No patient in our study was in the postpartum state. The patients’ medication history was carefully obtained but we did not observe any patient use of recreational drugs, selective serotonin reuptake inhibitors, triptans, immunosuppressants or even recent use of herbal medication. All patients using possible vasoactive substances had been using cough medication. For some patients, to determine which drugs they had used was simply not feasible. We thus adopted a loose guideline that use of any cough medication just before occurrence of headaches would be recorded. Since use of cough medication was very common, and not all cough medications precipitate RCVS, the percentage was likely over-estimated.

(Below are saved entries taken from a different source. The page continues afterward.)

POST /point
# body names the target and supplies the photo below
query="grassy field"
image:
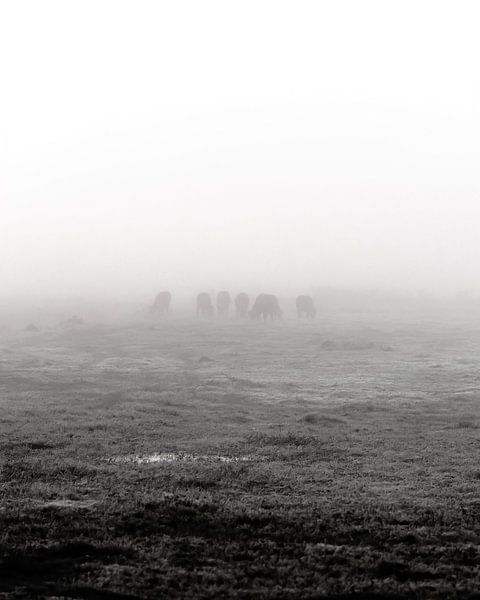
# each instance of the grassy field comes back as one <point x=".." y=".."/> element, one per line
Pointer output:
<point x="203" y="459"/>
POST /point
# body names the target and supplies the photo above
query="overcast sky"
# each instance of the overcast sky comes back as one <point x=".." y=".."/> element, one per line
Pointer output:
<point x="249" y="144"/>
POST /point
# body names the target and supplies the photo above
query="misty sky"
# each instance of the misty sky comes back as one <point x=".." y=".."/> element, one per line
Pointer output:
<point x="252" y="144"/>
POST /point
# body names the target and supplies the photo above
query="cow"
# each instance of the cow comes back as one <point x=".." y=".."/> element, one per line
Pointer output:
<point x="161" y="304"/>
<point x="265" y="306"/>
<point x="242" y="302"/>
<point x="305" y="307"/>
<point x="223" y="303"/>
<point x="204" y="305"/>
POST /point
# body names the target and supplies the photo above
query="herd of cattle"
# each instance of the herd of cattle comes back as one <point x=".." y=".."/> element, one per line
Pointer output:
<point x="266" y="306"/>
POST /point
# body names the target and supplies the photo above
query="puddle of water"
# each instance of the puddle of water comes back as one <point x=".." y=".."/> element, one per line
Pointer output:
<point x="170" y="457"/>
<point x="69" y="504"/>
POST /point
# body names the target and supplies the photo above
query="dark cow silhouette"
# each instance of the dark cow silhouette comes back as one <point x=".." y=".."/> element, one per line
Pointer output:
<point x="204" y="305"/>
<point x="223" y="303"/>
<point x="266" y="306"/>
<point x="161" y="304"/>
<point x="242" y="302"/>
<point x="305" y="307"/>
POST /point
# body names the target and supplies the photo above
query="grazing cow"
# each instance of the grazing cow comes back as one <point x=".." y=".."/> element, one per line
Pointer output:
<point x="265" y="306"/>
<point x="204" y="305"/>
<point x="161" y="305"/>
<point x="305" y="307"/>
<point x="223" y="303"/>
<point x="242" y="302"/>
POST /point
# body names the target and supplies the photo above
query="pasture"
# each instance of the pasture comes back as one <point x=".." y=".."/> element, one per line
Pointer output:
<point x="185" y="458"/>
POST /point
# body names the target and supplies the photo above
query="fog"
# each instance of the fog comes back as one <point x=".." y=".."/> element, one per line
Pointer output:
<point x="257" y="145"/>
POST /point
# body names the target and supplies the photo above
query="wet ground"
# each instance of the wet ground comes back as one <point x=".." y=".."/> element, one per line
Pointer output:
<point x="191" y="459"/>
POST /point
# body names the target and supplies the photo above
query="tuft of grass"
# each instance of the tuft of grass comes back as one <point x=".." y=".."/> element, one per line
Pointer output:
<point x="281" y="439"/>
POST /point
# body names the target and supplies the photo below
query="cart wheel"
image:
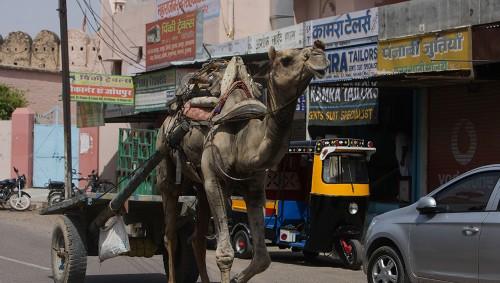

As for the headache characteristics, patients with RCVS were less likely to exhibit short headache duration of < 1 hour (SH: 23.1% vs. 78.6%, P = 0.007; TCH: 10% vs. 75%, P = 0.004). The mean headache duration was not presented because most patients described their headache duration as a range e.g. several minutes (the shortest) or up to one day (the longest). We tried different cutoff points including half an hour and four hours but the best one to differentiate the two groups was one hour. Also, patients with RCVS were more likely to report bathing as their headache trigger (SH: 42.9% vs. 0%, P = 0.004; TCH: 36.4% vs. 0%, P = 0.031). On the other hand, patients with non-RCVS were more likely to report exertion as a trigger, but significance of this difference existed only in the SH sample (SH: 0% vs. 30.8%, P = 0.098; TCH: 0% vs. 29.4%, P = 0.048). Three patients complained of possible neurological symptoms during headache attacks (Table 3). This included bilateral leg numbness (RCVS), restlessness sensation of legs (RCVS with cortical SAH), and left palm numbness (moyamoya syndrome). All symptoms subsided before the patients called upon our clinic and no patients demonstrated abnormal neurological examination findings.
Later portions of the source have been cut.